Another gain that came out of the yearly conference were the site visits. Mr England says that these were useful because many people were still learning about the solar technologies they sold.

“We were quite often on a learning curve with the way things were installed and constructed,” he says. “And part of those meetings was that they were rotated round the country as they are now, so whoever hosted it, would arrange site visits of installation work so we could see how somebody else did things, and we could learn how to do things in a different and hopefully a better way.”

As ATRAA grew, so did the venue for the conference. At one meeting in Cairns, Mr Atkinson reflects, the only place large enough to accommodate everyone was the casino.

“It was just lucky because they had just revamped the casino there and they had a free Jimmy Barnes concert on the front lawn. I can remember people in the industry standing there with a case of beer between their legs, dancing and jiving to Jimmy Barnes.”

After years of being hosted by different retailers, ATRAA became part of the Solar Energy Industry Association, then the BCSE and today, the Clean Energy Council.

Mr Ingrouille adds that ATRAA has always been about keeping the industry on track; a place where for a couple of days people in the industry talk honestly about their products.

“ATRAA is about sharing information,” he says, “and the quote that I use almost every time I speak is that ‘all boats go up on a rising tide’. By sharing information even with people who are your direct competitors then the whole industry is better off and then everyone is better off.

“We always say we would much rather have competitors who are doing the right thing, who are installing systems to a high standard and are being honest. They are the best competitors in the world and if they win sales that is great because we win our fair share.”

The industry today Comparing solar to other clean energy sources, Mr England says that while business in the solar industry has had its ups and downs and has often been difficult, its a technology that has always been available.

Emphasising the importance of the mutual support ATRAA meetings and the association fostered, he says that because it was fringe technology and because the industry has always been on the leading edge, it has not always been an easy ride for solar retailers.

However the continuing involvement of ATRAA’s founding and early members in the conference today suggests the durability of a promising renewable energy source and a committed workforce. Not only has ATRAA brought the industry together, it has grown more effective in its lobbying, with the introduction of training and standards= proving another key turning point.

“ATRAA has been an enormously successful institution and the fact that it’s still here some 30 years later is really fantastic,” says Mr Ingrouille.

He admits that the industry has recently been struck a blow by the changes to the federal solar rebate scheme but he is confident that it will find its feet again.

Mr England echoes this belief when he says that governments have tried to help the industry with short term solutions but that long term policies and assistance, such as a gross national feed-in tariff, are key to driving the industry forward.

Evolving from a meeting of four retailers to a highly successful conference and exhibition that now opens its doors to the public, ATRAA’s success and many achievements are clear.

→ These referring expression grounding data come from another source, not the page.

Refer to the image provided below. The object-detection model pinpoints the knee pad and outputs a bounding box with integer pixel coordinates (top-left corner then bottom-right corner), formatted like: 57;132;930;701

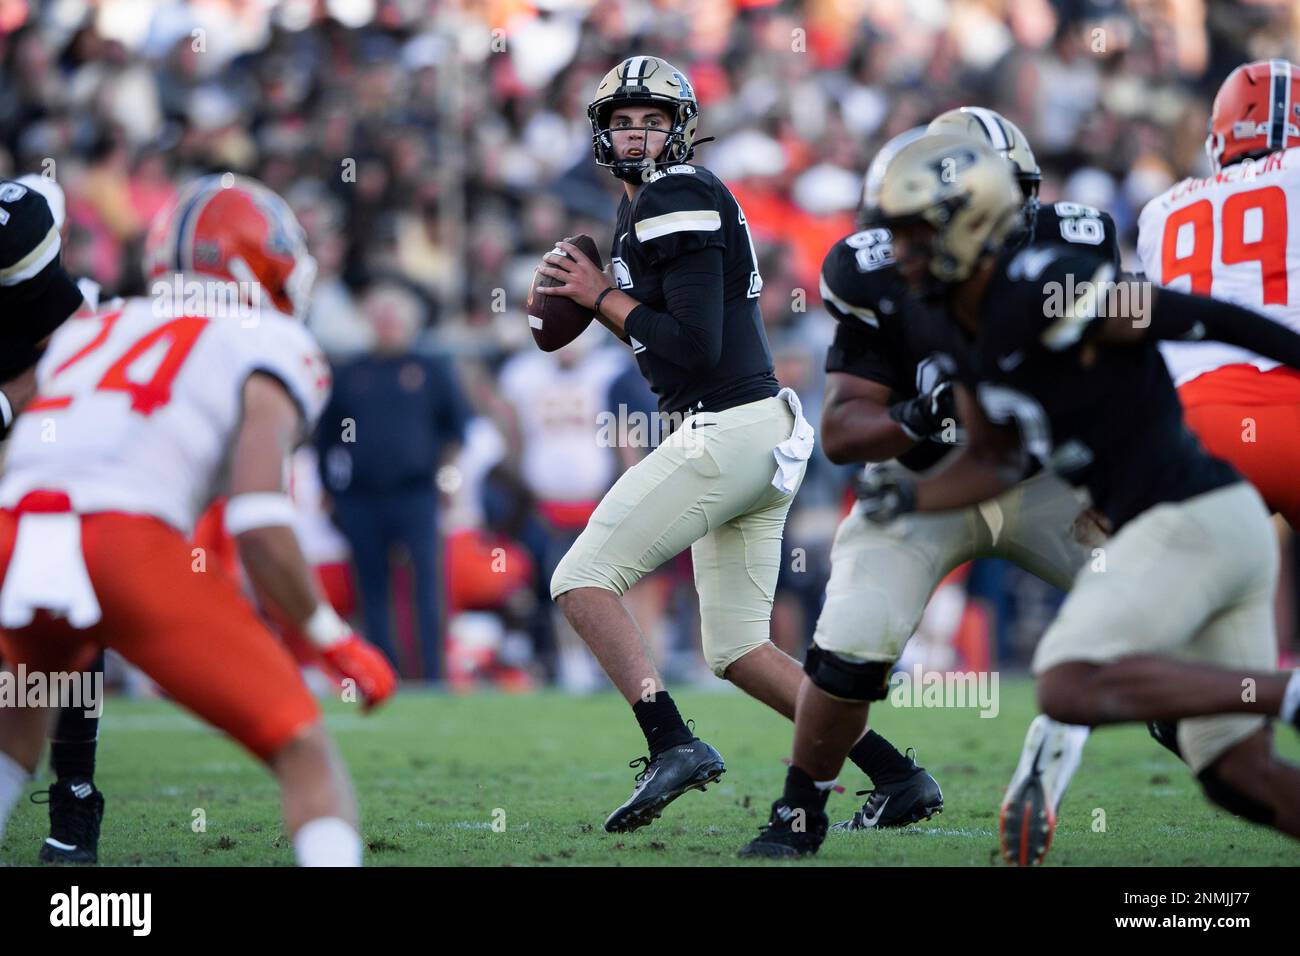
1197;765;1276;826
803;643;892;702
1147;720;1183;760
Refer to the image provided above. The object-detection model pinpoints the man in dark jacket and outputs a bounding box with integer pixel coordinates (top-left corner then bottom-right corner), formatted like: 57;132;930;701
317;281;469;680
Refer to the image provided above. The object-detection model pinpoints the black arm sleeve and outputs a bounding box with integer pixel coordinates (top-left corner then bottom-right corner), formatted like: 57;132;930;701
1148;288;1300;370
624;247;724;372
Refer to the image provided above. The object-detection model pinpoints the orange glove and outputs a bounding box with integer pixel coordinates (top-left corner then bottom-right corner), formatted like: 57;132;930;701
304;605;397;712
320;634;397;712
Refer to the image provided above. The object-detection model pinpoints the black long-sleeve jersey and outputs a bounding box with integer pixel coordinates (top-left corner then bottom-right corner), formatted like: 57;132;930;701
820;201;1123;472
960;242;1239;530
610;163;779;418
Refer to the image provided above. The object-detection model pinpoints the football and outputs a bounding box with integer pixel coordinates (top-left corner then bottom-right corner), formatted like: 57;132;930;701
527;234;602;352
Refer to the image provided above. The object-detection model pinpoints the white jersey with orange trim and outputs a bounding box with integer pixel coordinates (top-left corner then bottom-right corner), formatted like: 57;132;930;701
0;296;330;535
1136;146;1300;385
498;343;626;502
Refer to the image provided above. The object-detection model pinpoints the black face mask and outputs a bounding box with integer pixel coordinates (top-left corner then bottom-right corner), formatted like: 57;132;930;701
588;95;701;183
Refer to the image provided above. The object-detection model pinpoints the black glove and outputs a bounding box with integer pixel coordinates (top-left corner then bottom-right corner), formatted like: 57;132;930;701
888;378;956;441
853;466;918;525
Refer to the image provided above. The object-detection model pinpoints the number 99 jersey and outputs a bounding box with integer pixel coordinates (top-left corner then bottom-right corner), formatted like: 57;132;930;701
0;298;331;535
1136;146;1300;385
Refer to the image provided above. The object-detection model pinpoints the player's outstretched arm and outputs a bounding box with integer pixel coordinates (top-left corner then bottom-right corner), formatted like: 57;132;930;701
1101;286;1300;373
230;373;396;710
821;372;918;464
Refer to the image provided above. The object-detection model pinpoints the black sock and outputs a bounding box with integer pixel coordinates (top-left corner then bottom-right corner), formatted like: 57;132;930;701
50;655;101;783
782;765;830;811
632;691;694;758
50;706;99;782
847;730;914;785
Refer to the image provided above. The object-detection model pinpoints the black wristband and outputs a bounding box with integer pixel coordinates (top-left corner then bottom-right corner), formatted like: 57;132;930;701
594;286;618;314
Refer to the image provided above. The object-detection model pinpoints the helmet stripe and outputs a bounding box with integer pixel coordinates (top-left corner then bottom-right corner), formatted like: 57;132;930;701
966;107;1009;151
173;179;221;275
625;56;646;86
172;187;208;275
1269;59;1291;149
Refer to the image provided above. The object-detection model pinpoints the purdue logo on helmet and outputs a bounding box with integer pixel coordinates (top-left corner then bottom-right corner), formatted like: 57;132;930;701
926;107;1041;199
588;56;701;183
1206;59;1300;172
868;133;1024;284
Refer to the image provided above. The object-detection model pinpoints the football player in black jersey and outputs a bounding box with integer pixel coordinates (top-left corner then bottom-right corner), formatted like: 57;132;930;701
537;56;830;834
801;113;1117;861
0;176;107;864
740;114;1113;858
851;132;1300;850
814;111;1130;864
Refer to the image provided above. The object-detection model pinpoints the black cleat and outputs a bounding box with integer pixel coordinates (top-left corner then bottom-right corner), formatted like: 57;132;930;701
604;739;725;833
739;798;828;858
831;749;943;831
32;778;104;864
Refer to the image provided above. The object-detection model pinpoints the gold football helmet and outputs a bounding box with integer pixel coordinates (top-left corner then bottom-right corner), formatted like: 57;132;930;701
588;56;701;183
870;133;1024;284
927;107;1041;198
860;125;929;219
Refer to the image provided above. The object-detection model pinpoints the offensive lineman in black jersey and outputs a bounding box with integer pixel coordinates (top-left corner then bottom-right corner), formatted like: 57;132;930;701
849;132;1300;849
0;176;107;864
805;112;1118;862
537;56;829;833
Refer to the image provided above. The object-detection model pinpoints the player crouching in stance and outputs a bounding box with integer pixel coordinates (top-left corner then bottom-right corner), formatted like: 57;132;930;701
812;133;1300;856
0;174;112;862
0;176;396;865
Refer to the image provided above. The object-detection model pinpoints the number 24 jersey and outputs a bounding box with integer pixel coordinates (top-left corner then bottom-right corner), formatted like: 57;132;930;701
0;298;331;535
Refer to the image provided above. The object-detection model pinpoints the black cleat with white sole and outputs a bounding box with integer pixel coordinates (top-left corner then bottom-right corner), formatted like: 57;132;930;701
32;778;104;864
604;738;725;833
831;750;943;831
739;798;829;858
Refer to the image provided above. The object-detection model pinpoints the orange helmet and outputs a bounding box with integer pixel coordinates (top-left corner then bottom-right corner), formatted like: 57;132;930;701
1206;59;1300;172
144;174;316;319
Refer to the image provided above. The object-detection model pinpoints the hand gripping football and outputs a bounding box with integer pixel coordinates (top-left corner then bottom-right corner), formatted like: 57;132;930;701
527;234;603;352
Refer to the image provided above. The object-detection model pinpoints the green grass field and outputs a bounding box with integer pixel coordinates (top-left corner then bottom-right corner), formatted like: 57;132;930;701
3;677;1297;866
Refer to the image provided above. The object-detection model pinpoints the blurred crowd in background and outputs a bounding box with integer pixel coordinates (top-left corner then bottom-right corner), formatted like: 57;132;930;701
3;0;1299;690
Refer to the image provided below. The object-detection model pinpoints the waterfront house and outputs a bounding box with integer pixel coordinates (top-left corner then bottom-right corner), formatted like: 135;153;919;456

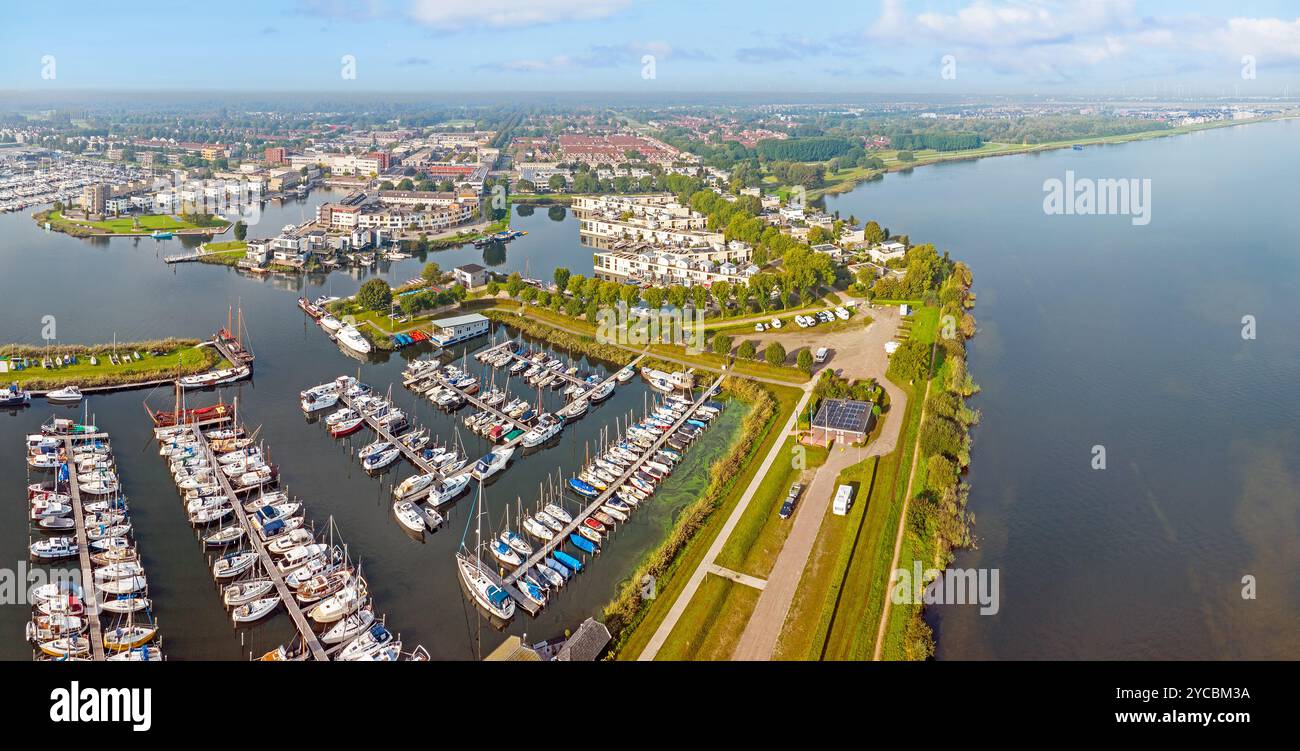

It is perhaps Mr Atkinson who sums up the ATRAA’s achievement most strikingly.

“The thing that amazes me the most,” he says, “is that when I first started back then in 1986 my aim was to get people to talk about solar panels like they talk about their breakfast cereals. And we’ve achieved that and that is because in those early years all the shows we went to and did, and all the promotion, all we did was stand there and talk to people about new technology. Now people actually ask me what brand I sell. That’s where we’ve gone to.”